Advogado cita “O Senhor dos Anéis” em defesa dos Kids Pretos no STF; assista
Durante a sessão do Supremo Tribunal Federal (STF), que julga os réus do Núcleo 3, conhecido como “Kids Pretos”, por tentativa de golpe de Estado, o advogado Igor Vasconcelos protagonizou, nesta quarta-feira, 12, um momento inesperado e poético ao citar a obra O Senhor dos Anéis, de J. R. R. Tolkien, como metáfora para sua sustentação oral. A referência literária, rica em simbolismo, foi usada para argumentar sobre coerência entre os atos dos acusados e suas respectivas imputações.
Vasconcelos iniciou sua fala com entusiasmo, evocando a saga épica de Tolkien. “Uma ilustração que vem da literatura clássica e, impressionantemente, entusiasmante, de Tolkien, O Senhor dos Anéis, conhecido e popularizado pelo filme, mas até o recorte que eu trago, salvo engano, não contém no filme, é do seu segundo livro, As Duas Torres”, disse.
Ele então reconstruiu a jornada dos Hobbits, pequenos seres incumbidos de destruir o Um Anel para salvar a Terra Média. A narrativa seguiu com a formação da Sociedade do Anel e os desafios enfrentados por Merry e Pippin, capturados pelos Orcs e posteriormente resgatados por Barbárvore, um Ent, criatura em forma de árvore que protege a floresta.
O ponto alto da analogia veio com o diálogo entre os Hobbits e Barbárvore. “Eles falam: ‘É uma história muito longa, Barbárvore. Se você quiser, enquanto o sol ainda está aqui, a gente está no sol, na floresta, menos perigo, né, a gente pode sentar e te contar, até porque você deve estar cansado de nos carregar’”, contou.

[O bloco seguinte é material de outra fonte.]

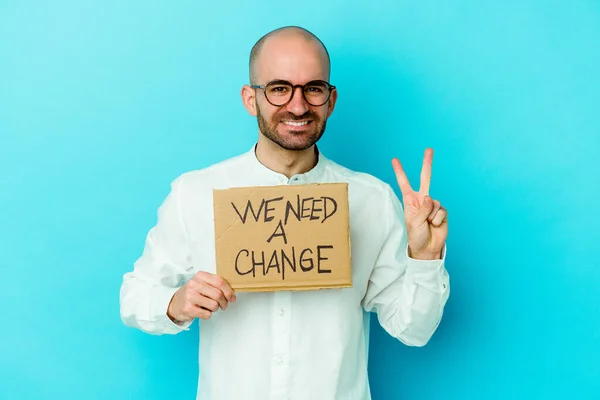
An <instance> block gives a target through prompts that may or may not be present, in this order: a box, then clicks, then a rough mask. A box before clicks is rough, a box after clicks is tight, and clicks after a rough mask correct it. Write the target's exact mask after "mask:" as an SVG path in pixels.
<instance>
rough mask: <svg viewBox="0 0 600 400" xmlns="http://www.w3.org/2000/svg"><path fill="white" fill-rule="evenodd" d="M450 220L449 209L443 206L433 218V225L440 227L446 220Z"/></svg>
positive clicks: (441, 207)
mask: <svg viewBox="0 0 600 400" xmlns="http://www.w3.org/2000/svg"><path fill="white" fill-rule="evenodd" d="M447 221H448V211H447V210H446V209H445V208H444V207H441V208H440V209H439V210H438V211H437V212H436V214H435V216H434V217H433V219H432V220H431V225H433V226H435V227H439V226H441V225H442V224H443V223H444V222H447Z"/></svg>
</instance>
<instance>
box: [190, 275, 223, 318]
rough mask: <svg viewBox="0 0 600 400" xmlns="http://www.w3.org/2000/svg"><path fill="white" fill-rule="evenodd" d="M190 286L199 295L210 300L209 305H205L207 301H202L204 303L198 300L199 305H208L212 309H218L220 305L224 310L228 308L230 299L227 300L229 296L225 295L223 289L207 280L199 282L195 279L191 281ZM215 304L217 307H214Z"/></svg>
mask: <svg viewBox="0 0 600 400" xmlns="http://www.w3.org/2000/svg"><path fill="white" fill-rule="evenodd" d="M190 286H191V288H192V289H193V290H194V292H195V293H196V294H197V295H198V297H200V298H206V299H208V300H210V302H209V305H210V306H209V307H206V306H205V304H206V302H202V303H201V302H198V303H197V304H198V305H200V306H202V307H206V308H208V309H209V310H211V311H217V310H218V309H219V307H220V308H221V309H222V310H225V309H226V308H227V303H228V302H229V300H227V298H226V297H225V294H224V293H223V292H222V291H221V290H219V289H217V288H215V287H212V286H210V285H209V284H208V283H205V282H202V283H198V282H197V281H195V280H192V281H190ZM195 300H197V299H195ZM213 304H214V306H216V307H212V306H213ZM213 308H214V309H213Z"/></svg>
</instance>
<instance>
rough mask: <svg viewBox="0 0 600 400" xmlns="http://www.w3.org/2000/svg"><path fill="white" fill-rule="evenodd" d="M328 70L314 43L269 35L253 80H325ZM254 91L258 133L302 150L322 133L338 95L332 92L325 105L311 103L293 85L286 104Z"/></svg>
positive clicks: (257, 91)
mask: <svg viewBox="0 0 600 400" xmlns="http://www.w3.org/2000/svg"><path fill="white" fill-rule="evenodd" d="M328 69H329V66H328V65H327V59H326V58H325V55H324V54H323V51H322V49H321V48H320V47H319V46H318V45H317V44H316V43H314V42H310V41H306V40H305V39H302V38H290V37H287V38H272V39H271V40H269V41H267V42H266V43H265V44H264V47H263V49H262V52H261V54H260V56H259V60H258V63H257V75H256V76H257V82H256V83H257V84H259V85H266V84H267V83H269V82H271V81H273V80H285V81H288V82H290V83H291V84H292V85H298V84H300V85H303V84H305V83H307V82H309V81H313V80H324V81H327V79H328V78H329V76H328ZM255 90H256V99H255V101H256V103H255V104H256V116H257V120H258V127H259V129H260V131H261V133H262V134H263V135H264V136H266V137H267V138H268V139H270V140H271V141H273V142H275V143H277V144H278V145H279V146H281V147H282V148H284V149H287V150H305V149H307V148H309V147H311V146H312V145H314V144H315V143H316V142H317V141H318V140H319V139H320V138H321V136H323V133H324V131H325V127H326V124H327V118H328V117H329V115H330V114H331V112H332V111H333V106H334V103H335V99H336V95H337V93H335V91H334V93H332V95H331V97H330V99H329V100H328V101H327V102H326V103H325V104H323V105H321V106H314V105H311V104H309V103H308V102H307V101H306V100H305V98H304V96H303V94H302V89H300V88H296V89H294V92H293V96H292V99H291V100H290V101H289V102H288V103H287V104H285V105H283V106H276V105H273V104H271V103H270V102H269V101H268V100H267V98H266V97H265V93H264V92H263V90H261V89H255ZM271 100H272V99H271ZM311 102H312V103H315V102H314V101H311ZM275 103H276V104H278V103H277V102H275Z"/></svg>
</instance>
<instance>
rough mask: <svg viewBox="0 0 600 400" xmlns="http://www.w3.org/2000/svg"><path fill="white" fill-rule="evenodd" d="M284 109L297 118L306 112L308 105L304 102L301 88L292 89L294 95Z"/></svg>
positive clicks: (307, 107) (307, 103)
mask: <svg viewBox="0 0 600 400" xmlns="http://www.w3.org/2000/svg"><path fill="white" fill-rule="evenodd" d="M286 108H287V109H288V111H290V112H291V113H294V114H295V115H297V116H300V115H304V113H306V112H307V111H308V103H307V102H306V100H304V95H303V93H302V88H294V95H293V96H292V100H290V102H289V103H288V105H287V107H286Z"/></svg>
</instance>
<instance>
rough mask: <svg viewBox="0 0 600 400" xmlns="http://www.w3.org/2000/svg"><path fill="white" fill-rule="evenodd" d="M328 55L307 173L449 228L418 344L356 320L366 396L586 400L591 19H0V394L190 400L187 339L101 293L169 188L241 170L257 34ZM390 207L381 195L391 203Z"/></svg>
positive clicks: (592, 193) (115, 4) (539, 17)
mask: <svg viewBox="0 0 600 400" xmlns="http://www.w3.org/2000/svg"><path fill="white" fill-rule="evenodd" d="M288 24H299V25H302V26H304V27H306V28H308V29H311V30H312V31H314V32H315V33H316V34H317V35H318V36H319V37H320V38H321V39H322V40H323V41H324V42H325V43H326V45H327V46H328V49H329V51H330V53H331V57H332V68H333V74H332V78H331V80H332V83H333V84H335V85H337V86H338V88H339V94H340V97H339V101H338V104H337V109H336V111H335V112H334V114H333V116H332V117H331V119H330V122H329V124H328V130H327V132H326V135H325V137H324V139H323V140H322V142H321V146H322V149H323V151H324V153H325V154H326V155H328V156H329V157H330V158H332V159H334V160H336V161H338V162H340V163H342V164H345V165H347V166H348V167H351V168H354V169H357V170H361V171H366V172H370V173H372V174H374V175H376V176H378V177H380V178H381V179H383V180H385V181H387V182H390V183H393V184H394V185H395V181H394V176H393V172H392V168H391V164H390V159H391V158H392V157H394V156H398V157H400V159H401V160H402V161H403V164H404V166H405V168H406V170H407V173H408V175H409V178H410V179H411V180H412V182H413V183H414V184H415V186H418V174H419V170H420V167H421V160H422V156H423V150H424V148H425V147H426V146H432V147H433V148H434V149H435V151H436V154H435V159H434V173H433V180H432V195H433V197H434V198H437V199H440V200H441V201H442V203H443V204H444V205H445V206H446V207H447V208H448V210H449V213H450V217H449V220H450V236H449V240H448V251H449V253H448V260H447V261H448V262H447V267H448V270H449V271H450V275H451V281H452V294H451V297H450V300H449V303H448V305H447V309H446V314H445V317H444V319H443V321H442V324H441V325H440V327H439V329H438V331H437V332H436V334H435V335H434V337H433V339H432V340H431V342H430V343H429V344H428V345H427V346H426V347H423V348H407V347H405V346H403V345H402V344H401V343H399V342H397V341H395V340H393V339H391V338H390V337H389V336H387V335H386V334H385V333H384V332H383V331H382V330H381V328H379V326H378V324H377V322H376V319H373V321H374V322H373V329H374V331H373V333H372V341H371V357H370V376H371V382H372V390H373V395H374V398H375V399H433V398H436V399H438V398H444V399H471V398H475V399H506V398H519V399H530V398H536V399H549V398H577V399H591V398H600V301H599V299H598V297H599V293H600V290H599V285H600V263H599V261H598V259H599V258H598V257H599V256H598V254H599V253H598V242H599V239H600V235H599V233H598V230H599V227H600V224H599V223H600V211H599V208H598V199H599V196H600V188H599V186H600V185H599V183H598V182H599V179H598V173H599V172H600V165H599V164H600V162H599V158H600V157H599V155H598V152H599V150H600V139H599V138H600V121H599V119H600V117H599V115H600V112H599V106H600V78H599V71H600V3H599V2H597V1H592V0H590V1H569V2H567V1H563V2H557V1H526V0H520V1H517V0H508V1H498V2H488V1H476V0H472V1H467V0H462V1H461V0H456V1H451V2H440V1H432V0H425V1H420V2H410V1H387V2H381V1H379V2H366V1H362V2H357V3H356V4H354V5H351V4H350V3H348V2H346V1H343V0H336V1H326V2H322V1H321V0H311V1H303V2H301V3H296V4H288V3H282V2H279V1H263V2H242V1H240V2H234V3H232V2H227V1H220V2H210V3H209V2H200V1H189V0H188V1H170V2H169V1H139V0H135V1H115V0H110V1H108V0H104V1H95V2H82V1H75V0H62V1H54V2H44V1H39V2H32V1H16V0H14V1H11V0H8V1H7V0H2V1H0V135H1V141H0V171H1V173H0V184H1V187H0V189H1V192H0V193H1V198H0V227H1V229H0V268H1V269H0V273H1V279H0V304H1V307H0V321H1V324H2V327H1V329H0V398H2V399H58V398H60V399H108V398H115V399H166V398H177V399H183V398H186V399H191V398H193V397H194V395H195V391H196V379H197V372H198V366H197V339H198V337H197V333H198V331H197V325H196V324H194V329H193V330H192V332H188V333H184V334H180V335H177V336H162V337H154V336H150V335H146V334H143V333H141V332H139V331H135V330H133V329H128V328H125V327H124V326H123V325H122V323H121V321H120V318H119V287H120V283H121V277H122V275H123V273H125V272H126V271H128V270H130V269H131V268H132V263H133V261H134V260H135V259H136V258H137V257H138V256H139V255H140V253H141V250H142V246H143V241H144V239H145V235H146V233H147V231H148V229H150V227H151V226H152V225H153V224H154V222H155V218H156V210H157V207H158V206H159V204H160V203H161V202H162V200H163V199H164V196H165V195H166V194H167V191H168V189H169V184H170V182H171V180H173V179H174V178H175V177H177V176H178V175H179V174H181V173H183V172H185V171H187V170H190V169H196V168H202V167H205V166H208V165H210V164H212V163H214V162H217V161H219V160H221V159H223V158H227V157H230V156H233V155H236V154H238V153H240V152H243V151H247V150H248V149H249V148H250V147H251V146H252V144H253V143H254V141H255V139H256V135H257V133H256V121H255V119H253V118H252V117H250V116H248V114H247V113H246V111H245V110H244V109H243V107H242V103H241V100H240V97H239V90H240V88H241V86H242V85H243V84H244V83H246V81H247V58H248V53H249V51H250V48H251V46H252V45H253V44H254V42H255V40H257V39H258V38H259V37H260V36H261V35H262V34H264V33H266V32H267V31H268V30H271V29H273V28H277V27H279V26H282V25H288ZM394 187H397V186H396V185H395V186H394Z"/></svg>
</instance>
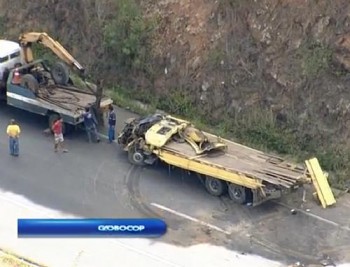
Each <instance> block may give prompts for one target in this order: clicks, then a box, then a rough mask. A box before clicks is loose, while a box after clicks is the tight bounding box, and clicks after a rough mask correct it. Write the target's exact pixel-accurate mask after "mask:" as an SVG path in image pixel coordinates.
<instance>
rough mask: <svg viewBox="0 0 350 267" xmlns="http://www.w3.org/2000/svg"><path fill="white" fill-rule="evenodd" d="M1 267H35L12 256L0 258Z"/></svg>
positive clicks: (1, 256)
mask: <svg viewBox="0 0 350 267" xmlns="http://www.w3.org/2000/svg"><path fill="white" fill-rule="evenodd" d="M0 266H1V267H33V265H32V264H28V263H26V262H24V261H22V260H20V259H18V258H17V257H15V256H13V255H11V254H3V255H1V256H0Z"/></svg>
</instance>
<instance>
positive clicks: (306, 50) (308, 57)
mask: <svg viewBox="0 0 350 267" xmlns="http://www.w3.org/2000/svg"><path fill="white" fill-rule="evenodd" d="M299 53H300V55H301V57H302V61H303V62H302V69H303V74H304V75H305V76H307V77H309V78H315V77H317V76H318V75H320V74H322V73H324V72H325V71H327V70H328V68H329V67H330V62H331V58H332V50H331V49H330V48H329V47H328V46H326V45H324V44H321V43H317V42H306V44H304V46H302V47H301V49H300V51H299Z"/></svg>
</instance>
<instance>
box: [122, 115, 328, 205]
mask: <svg viewBox="0 0 350 267" xmlns="http://www.w3.org/2000/svg"><path fill="white" fill-rule="evenodd" d="M131 122H132V120H128V122H127V123H131ZM186 131H187V133H186ZM186 134H187V135H186ZM174 135H178V136H180V137H182V138H183V142H177V141H176V140H174V139H173V136H174ZM128 140H130V139H128ZM205 142H207V143H208V144H209V147H210V149H213V151H214V150H216V149H218V151H221V152H222V153H219V154H217V155H214V156H213V155H212V154H210V153H208V151H209V150H206V149H205V146H203V147H202V145H201V144H203V143H205ZM136 147H138V148H137V149H138V150H139V151H140V150H141V151H143V152H145V154H146V155H153V156H155V157H156V158H157V159H159V160H161V161H163V162H165V163H167V164H169V165H171V166H174V167H178V168H181V169H184V170H187V171H189V172H193V173H197V174H199V175H200V176H201V177H205V178H208V177H209V178H210V179H217V180H220V181H221V182H226V184H227V186H228V188H230V186H234V187H237V186H239V187H242V188H245V189H250V190H251V192H252V193H253V197H254V198H256V199H255V200H254V201H253V203H252V204H253V205H257V204H260V203H261V202H264V201H265V200H268V199H271V198H278V197H280V196H281V192H282V191H287V190H289V189H293V188H296V187H299V186H300V185H302V184H305V183H311V182H313V184H314V187H315V188H316V193H317V195H318V197H319V199H320V202H321V204H322V206H323V207H324V208H325V207H328V206H330V205H333V204H335V199H334V196H333V193H332V190H331V188H330V186H329V184H328V181H327V177H326V176H325V174H324V172H323V171H322V169H321V167H320V165H319V163H318V161H317V159H315V158H314V159H310V160H308V161H306V162H305V163H306V165H305V166H298V165H295V164H291V163H288V162H286V161H285V160H284V159H282V158H280V157H278V156H274V155H270V154H266V153H264V152H262V151H259V150H255V149H252V148H249V147H247V146H244V145H241V144H238V143H235V142H232V141H230V140H226V139H222V138H220V137H218V136H215V135H212V134H210V133H205V132H202V131H199V130H198V129H196V128H195V127H194V126H193V125H192V124H191V123H190V122H188V121H185V120H181V119H178V118H175V117H172V116H166V117H164V118H163V119H162V120H161V121H160V122H158V123H155V124H154V125H152V126H151V127H150V128H149V129H148V130H147V131H146V132H145V134H144V137H138V138H133V139H132V141H131V142H129V143H128V144H124V150H126V151H129V154H130V152H132V153H133V152H134V151H137V149H136ZM131 148H132V149H131ZM138 153H139V152H138ZM209 155H212V156H209ZM273 192H277V193H278V194H277V193H273Z"/></svg>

“A Barbárvore diz: ‘Eu não me canso, e como sou uma árvore, não sou flexível para sentar. Mas, e outra coisa, o sol já está se pondo, está se escondendo atrás de uma montanha, de um morro.’ Mas antes de ele falar a palavra morro, ele pergunta para os Hobbits: ‘Como que chama aquilo na língua de vocês? Qual que é o nome que é dado para aquilo na língua de vocês?’”, continuou.
“E eles, aí o Pippin fala: ‘Morro’, o Merry fala: ‘Patamar, degrau’. A Barbárvore pensa e repete: ‘Morro, é uma palavra apressada demais para descrever o tamanho e a história dessa montanha”, disse.
Com essa construção literária, Vasconcelos concluiu sua sustentação: “Inicio assim a minha sustentação oral, dizendo e requerendo que, quanto ao Sérgio Ricardo Cavalhieri, tem que haver coerência entre o nome e o que de fato aconteceu”, finalizou.